Still, some things have changed. A couple new clubs have sprung up and a large section of stores was gutted to make room for a serious hotel currently being built. Cops are now a permanent fixture at both ends of the street presumably for safety but they do little more than watch TV and shoo away illegal food carts. With the exception of Jack Johnson, music pirates sell newer music and now they offer to upload it directly to your iPod instead of selling the actual CDs.
Passed Khaosan, out alongside the heavy traffic of Rama IV, I walked towards the Democracy Monument. Having forgotten about the political turmoil that started with the coup just days before my trip out here, I was surprised to see the landmark covered in people.
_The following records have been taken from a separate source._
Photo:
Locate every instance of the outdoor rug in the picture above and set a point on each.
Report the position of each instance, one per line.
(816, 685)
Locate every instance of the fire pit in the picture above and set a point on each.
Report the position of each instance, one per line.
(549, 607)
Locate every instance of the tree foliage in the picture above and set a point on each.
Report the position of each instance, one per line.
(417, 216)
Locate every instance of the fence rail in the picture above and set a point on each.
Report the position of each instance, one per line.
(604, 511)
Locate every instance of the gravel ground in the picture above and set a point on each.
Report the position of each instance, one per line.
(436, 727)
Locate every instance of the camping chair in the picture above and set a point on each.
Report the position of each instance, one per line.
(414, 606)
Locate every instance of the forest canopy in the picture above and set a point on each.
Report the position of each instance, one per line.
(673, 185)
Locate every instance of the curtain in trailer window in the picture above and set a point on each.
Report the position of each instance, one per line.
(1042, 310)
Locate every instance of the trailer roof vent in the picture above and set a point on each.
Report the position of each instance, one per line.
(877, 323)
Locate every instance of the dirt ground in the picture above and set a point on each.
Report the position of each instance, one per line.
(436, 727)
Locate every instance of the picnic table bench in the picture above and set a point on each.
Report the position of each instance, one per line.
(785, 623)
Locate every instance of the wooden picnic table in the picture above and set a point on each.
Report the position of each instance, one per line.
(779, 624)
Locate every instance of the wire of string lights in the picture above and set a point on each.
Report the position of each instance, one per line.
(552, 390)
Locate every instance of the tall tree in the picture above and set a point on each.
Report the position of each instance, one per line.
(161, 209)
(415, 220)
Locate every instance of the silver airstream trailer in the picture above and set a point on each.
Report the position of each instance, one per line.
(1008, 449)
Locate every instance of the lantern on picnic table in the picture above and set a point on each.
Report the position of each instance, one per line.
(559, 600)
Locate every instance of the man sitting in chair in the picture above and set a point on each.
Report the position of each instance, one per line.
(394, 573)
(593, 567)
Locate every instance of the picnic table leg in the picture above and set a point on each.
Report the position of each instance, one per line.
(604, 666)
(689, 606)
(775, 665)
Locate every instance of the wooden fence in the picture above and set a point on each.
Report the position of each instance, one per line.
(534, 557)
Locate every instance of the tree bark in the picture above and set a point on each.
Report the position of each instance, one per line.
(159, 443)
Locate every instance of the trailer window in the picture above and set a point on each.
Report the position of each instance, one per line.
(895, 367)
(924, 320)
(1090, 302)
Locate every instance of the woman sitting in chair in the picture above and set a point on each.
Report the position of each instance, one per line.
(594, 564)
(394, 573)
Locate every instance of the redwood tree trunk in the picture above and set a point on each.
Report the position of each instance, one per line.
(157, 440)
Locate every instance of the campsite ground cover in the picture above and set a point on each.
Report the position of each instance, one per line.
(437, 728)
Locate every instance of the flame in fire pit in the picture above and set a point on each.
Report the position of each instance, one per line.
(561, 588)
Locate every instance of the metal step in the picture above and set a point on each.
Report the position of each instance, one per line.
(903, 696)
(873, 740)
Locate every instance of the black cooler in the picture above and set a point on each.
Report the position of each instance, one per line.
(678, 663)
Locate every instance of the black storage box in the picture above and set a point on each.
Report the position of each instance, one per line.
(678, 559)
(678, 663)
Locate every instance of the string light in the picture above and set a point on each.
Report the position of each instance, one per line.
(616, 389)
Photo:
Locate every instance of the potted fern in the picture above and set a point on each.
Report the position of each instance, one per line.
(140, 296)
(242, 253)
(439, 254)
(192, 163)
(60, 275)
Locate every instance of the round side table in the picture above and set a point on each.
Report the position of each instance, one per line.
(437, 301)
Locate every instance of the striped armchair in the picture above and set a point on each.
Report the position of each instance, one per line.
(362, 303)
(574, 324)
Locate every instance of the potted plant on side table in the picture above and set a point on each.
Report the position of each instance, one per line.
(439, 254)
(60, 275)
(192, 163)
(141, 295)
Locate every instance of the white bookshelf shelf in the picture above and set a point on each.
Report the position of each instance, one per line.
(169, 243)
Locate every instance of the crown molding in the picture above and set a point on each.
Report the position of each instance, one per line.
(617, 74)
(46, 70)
The very democracy the monument stood for was challenged during last September’s coup and even more recently when the new interim government declared the Thai Rak Thai political party “illegal.”
This might have caused a larger uprising in other countries but no matter what anyone says, as long as the King lives, Thailand is very much a monarchy. The King doesn’t make the political decisions, but if he renounced the coup and told the people to take to the streets, everyone would. The stability of the nation is dependent on him and his opinion trickles down to become the opinion of the people. Even the protesters who were out for political reasons all had the phrase “We Love The King” written above all else on their pickets. The signs were mostly lying on the ground however, and the people at the monument lent their presence itself as a reminder of the country’s turmoil.
I was recently given the advice that if while out traveling I had some “time to kill” I should do something different instead of laying low in a place I knew well already. Bangkok is certainly a city I know well, but the advice still holds true. In a matter of several hours stretching from a late afternoon to an early evening in a place I’ve spent nearly 2 years, I was still witness to new hidden corners of the city where a Bangkok I didn’t no existed, thrives.